Access to health care and the quality of care received differs starkly based on the patient’s socioeconomic status, rural or urban residence, immigration status, and other social determinants of health. Even when adjusting for these factors, a patient’s race, ethnicity, gender identity, age, sexual orientation, and disability status are strongly correlated with the receipt of appropriate care as well as overall health outcomes. These differences have been attributed to structural and cultural barriers, provider biases, and sometimes outright discrimination, among other causes. Several existing legal and policy efforts designed to ameliorate these inequities—including Section 1557 and other provisions of the Affordable Care Act, the Americans with Disabilities Act, and key provisions of Medicaid—are now in flux.
This symposium will explore the ways in which law and policy contribute to health inequities as well as how they might be addressed. It will also bring together three mission-based programs at Creighton University School of Law—health law and policy, poverty law, and immigration law. An interdisciplinary group of speakers, including both scholars and practitioners, will address the ways in which we can ethically continue to chip away at health inequities and discrimination with legal and public policy and public health tools.

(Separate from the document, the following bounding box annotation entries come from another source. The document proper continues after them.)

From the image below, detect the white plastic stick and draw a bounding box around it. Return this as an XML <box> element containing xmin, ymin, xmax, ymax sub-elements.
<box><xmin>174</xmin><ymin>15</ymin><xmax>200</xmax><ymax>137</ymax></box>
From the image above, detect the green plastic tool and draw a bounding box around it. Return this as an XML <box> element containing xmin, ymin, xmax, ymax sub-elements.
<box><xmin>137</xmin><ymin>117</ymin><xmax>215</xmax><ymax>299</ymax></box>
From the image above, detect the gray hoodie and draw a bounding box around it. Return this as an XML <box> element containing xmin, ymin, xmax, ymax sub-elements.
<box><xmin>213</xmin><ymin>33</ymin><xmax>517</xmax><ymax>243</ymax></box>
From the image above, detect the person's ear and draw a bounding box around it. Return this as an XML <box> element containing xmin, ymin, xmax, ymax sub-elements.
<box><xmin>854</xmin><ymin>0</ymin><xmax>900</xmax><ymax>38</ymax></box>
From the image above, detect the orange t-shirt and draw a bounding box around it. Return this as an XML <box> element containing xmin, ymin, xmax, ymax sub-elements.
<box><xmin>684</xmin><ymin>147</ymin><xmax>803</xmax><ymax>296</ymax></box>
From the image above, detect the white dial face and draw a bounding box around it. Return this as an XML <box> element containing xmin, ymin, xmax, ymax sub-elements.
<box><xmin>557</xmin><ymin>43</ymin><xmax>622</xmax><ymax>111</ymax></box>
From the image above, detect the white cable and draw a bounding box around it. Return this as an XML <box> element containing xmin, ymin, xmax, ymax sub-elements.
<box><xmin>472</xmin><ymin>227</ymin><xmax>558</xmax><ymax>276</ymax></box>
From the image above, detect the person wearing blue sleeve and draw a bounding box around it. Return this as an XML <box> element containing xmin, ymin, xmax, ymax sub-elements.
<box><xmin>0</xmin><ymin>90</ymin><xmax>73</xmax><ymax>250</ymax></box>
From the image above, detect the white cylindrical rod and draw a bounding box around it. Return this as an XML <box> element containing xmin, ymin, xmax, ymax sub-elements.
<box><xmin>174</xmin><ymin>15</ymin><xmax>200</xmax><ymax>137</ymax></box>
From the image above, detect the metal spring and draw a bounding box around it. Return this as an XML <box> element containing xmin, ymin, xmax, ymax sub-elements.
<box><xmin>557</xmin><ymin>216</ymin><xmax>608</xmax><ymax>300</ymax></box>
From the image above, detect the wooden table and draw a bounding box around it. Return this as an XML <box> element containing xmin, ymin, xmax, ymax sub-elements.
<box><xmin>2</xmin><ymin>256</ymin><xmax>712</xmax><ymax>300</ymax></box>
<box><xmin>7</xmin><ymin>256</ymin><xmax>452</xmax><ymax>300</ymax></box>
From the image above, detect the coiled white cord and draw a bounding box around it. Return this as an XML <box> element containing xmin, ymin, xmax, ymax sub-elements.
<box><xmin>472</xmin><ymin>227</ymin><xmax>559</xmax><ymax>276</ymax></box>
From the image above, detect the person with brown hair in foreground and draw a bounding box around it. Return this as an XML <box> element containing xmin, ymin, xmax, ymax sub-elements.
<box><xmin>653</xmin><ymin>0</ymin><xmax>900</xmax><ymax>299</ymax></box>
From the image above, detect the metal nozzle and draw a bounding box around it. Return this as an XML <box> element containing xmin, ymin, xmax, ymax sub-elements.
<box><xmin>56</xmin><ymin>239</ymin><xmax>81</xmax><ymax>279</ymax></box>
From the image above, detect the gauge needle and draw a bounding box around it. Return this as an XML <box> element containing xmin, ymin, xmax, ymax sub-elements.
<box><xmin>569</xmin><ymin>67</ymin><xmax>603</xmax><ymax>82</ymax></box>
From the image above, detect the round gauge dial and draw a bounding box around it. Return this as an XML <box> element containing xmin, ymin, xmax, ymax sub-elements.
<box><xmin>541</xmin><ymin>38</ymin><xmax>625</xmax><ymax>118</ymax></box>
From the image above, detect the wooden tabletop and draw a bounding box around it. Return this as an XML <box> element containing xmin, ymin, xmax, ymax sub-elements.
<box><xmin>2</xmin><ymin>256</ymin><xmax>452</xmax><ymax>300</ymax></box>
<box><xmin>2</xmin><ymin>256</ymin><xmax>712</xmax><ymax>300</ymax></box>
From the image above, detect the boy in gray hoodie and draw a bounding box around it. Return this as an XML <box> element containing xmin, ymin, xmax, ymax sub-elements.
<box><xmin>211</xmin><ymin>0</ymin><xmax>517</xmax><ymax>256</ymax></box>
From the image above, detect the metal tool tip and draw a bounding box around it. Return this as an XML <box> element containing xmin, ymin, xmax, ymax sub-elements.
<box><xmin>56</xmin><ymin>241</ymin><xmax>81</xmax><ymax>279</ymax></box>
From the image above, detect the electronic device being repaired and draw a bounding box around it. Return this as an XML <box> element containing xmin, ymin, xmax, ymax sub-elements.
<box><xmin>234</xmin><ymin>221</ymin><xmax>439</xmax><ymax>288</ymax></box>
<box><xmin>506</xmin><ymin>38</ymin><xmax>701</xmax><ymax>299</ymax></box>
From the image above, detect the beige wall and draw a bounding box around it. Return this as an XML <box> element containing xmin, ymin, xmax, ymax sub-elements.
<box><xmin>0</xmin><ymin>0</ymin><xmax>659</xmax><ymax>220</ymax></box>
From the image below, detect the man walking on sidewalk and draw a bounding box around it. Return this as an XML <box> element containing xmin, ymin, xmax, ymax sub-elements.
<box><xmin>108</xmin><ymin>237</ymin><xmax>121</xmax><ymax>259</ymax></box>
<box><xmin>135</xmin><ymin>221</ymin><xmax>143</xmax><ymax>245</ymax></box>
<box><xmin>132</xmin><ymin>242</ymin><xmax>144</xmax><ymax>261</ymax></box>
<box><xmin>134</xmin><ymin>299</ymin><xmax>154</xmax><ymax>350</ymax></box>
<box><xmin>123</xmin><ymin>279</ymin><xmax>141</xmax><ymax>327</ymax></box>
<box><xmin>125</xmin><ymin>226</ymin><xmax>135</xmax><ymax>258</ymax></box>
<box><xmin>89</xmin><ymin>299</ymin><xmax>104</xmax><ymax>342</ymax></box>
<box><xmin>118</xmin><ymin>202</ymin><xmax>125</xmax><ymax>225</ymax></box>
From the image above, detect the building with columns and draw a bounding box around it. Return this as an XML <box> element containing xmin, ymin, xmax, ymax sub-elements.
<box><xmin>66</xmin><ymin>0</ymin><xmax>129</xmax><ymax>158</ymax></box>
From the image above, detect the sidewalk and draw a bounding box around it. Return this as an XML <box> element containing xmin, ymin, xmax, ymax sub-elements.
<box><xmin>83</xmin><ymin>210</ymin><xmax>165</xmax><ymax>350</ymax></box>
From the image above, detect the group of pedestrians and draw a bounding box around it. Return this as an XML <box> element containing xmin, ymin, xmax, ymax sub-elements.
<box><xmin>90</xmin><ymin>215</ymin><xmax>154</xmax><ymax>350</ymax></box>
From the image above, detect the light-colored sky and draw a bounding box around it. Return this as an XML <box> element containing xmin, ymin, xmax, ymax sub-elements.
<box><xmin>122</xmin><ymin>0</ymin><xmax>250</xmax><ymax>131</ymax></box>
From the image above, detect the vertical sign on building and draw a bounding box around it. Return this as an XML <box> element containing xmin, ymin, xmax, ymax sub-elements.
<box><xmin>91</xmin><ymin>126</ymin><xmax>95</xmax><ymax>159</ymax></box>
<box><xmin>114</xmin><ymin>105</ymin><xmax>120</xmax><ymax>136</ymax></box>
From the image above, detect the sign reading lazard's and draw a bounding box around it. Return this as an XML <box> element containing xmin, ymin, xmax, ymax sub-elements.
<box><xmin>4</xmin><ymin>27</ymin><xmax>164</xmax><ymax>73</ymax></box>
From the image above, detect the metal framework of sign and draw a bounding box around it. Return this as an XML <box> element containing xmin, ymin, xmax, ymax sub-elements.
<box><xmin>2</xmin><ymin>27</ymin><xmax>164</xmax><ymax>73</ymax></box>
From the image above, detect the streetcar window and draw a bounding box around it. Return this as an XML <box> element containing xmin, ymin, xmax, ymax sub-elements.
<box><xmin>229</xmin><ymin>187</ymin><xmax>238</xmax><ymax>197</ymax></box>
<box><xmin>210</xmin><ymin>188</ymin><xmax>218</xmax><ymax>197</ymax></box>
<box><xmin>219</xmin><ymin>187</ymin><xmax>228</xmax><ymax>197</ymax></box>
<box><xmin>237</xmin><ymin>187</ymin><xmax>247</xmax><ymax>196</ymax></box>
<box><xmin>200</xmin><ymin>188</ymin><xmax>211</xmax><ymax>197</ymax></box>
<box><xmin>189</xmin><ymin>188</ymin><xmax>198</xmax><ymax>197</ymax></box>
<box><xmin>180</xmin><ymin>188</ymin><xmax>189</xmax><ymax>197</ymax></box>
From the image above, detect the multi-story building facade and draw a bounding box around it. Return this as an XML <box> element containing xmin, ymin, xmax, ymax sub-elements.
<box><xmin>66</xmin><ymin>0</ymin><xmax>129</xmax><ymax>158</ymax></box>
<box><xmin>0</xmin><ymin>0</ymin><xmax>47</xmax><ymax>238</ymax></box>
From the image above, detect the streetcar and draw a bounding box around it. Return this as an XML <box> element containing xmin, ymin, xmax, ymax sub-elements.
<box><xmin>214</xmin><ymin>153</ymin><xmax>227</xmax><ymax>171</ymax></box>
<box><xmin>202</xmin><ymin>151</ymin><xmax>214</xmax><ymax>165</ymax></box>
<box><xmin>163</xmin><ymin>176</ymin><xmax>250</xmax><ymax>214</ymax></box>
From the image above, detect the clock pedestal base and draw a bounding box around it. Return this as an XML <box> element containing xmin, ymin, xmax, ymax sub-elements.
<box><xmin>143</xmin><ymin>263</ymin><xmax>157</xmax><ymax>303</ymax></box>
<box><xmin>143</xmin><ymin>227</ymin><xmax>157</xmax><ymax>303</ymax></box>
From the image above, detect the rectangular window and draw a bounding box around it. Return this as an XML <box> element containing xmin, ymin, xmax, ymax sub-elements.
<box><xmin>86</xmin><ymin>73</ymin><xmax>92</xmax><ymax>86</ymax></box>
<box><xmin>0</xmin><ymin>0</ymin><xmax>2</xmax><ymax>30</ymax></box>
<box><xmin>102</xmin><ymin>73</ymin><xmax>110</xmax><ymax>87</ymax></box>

The symposium will begin with a keynote presentation by nationally recognized expert and Nebraska native, Daniel Dawes. Mr. Dawes has been on the forefront of shaping a number of federal laws, including Mental Health Parity Act, the Genetic Information Nondiscrimination Act, the Americans with Disabilities Act Amendments Act, and the Affordable Care Act. He is also the author of 150 Years of Obamacare and the founder of the Health Equity Leadership & Exchange Network. The keynote will provide an overview of health equity issues in the United States and the role of law and policy in addressing the issue.
Panel discussions will follow, addressing, among other issues, 1) the impact of poverty and geography on access to health care, adequacy of coverage, and health outcomes, 2) immigration status and country of national origin as independent determinants of health care access and quality, 3) race-based and disability-based disparities and discrimination in health care provision and coverage, and 4) the particular challenges to receipt of appropriate care for members of the LGBTQIA community and the evolution of judicial and regulatory decisions on sex and gender based discrimination.
Lawyers and students
Creighton University School of Law
Creighton University Office of Continuing Education
TePoel Lecture Series
The TePoel Lecture Series is named in honor of Dean Louis TePoel, teacher, scholar, and academic administrator, who served on the Creighton Law School Faculty from 1907 to 1947 and as Dean from 1920 to 1947. Inaugurated in 1975 with a lecture given by Professor Harold J. Berman of the Harvard Law School, the series has featured many legal scholars of national and international reputation. The Law School takes great pride in the TePoel Lecture Series. It is a primary means by which Creighton continues to provide its students and the Omaha community with the best in legal education.
CLE credit for this symposium is pending in Nebraska and Iowa.